To combat this we remove comments that clearly violate our policies – over 16 million in the third quarter of this year, specifically due to harassment. The policy updates we’ve outlined above will also apply to comments, so we expect this number to increase in future quarters.
Earlier this year, YouTube also bragged about artificially boosting "authoritative" content from media outlets which lied about Iraq having WMDs to con America into war, lied about Russian collusion, lied about Syrian gas attacks as a pretext for war and ran fake videos purportedly from Syria and the like.
Reducing borderline content and raising up authoritative voices
In addition to removing videos that violate our policies, we also want to reduce the spread of content that comes right up to the line. In January, we piloted an update of our systems in the U.S. to limit recommendations of borderline content and harmful misinformation, such as videos promoting a phony miracle cure for a serious illness, or claiming the earth is flat. We’re looking to bring this updated system to more countries by the end of 2019. Thanks to this change, watch time that this type of content gets from recommendations has dropped by over 50% in the U.S. Our systems are also getting smarter about what types of videos should get this treatment, and we’ll be able to apply it to even more borderline videos moving forward. As we do this, we’ll also start raising up more authoritative content in recommendations, building on the changes we made to news last year. For example, if a user is watching a video that comes close to violating our policies, our systems may include more videos from authoritative sources (like top news channels) in the "watch next" panel.

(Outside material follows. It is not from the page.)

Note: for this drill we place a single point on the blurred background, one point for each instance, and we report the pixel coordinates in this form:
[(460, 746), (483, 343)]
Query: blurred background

Everything they're saying is a total lie. This is purely about suppressing content the Anti-Defamation League doesn't like and propping up legacy fake news media outlets so they can more efficiently lie to the public to con them into wars and shut down all critics of prog-globalism.
It must also be noted that today President Trump signed an executive order aimed at suppressing criticism of Israel which effectively makes Jews on college campuses a "protected class."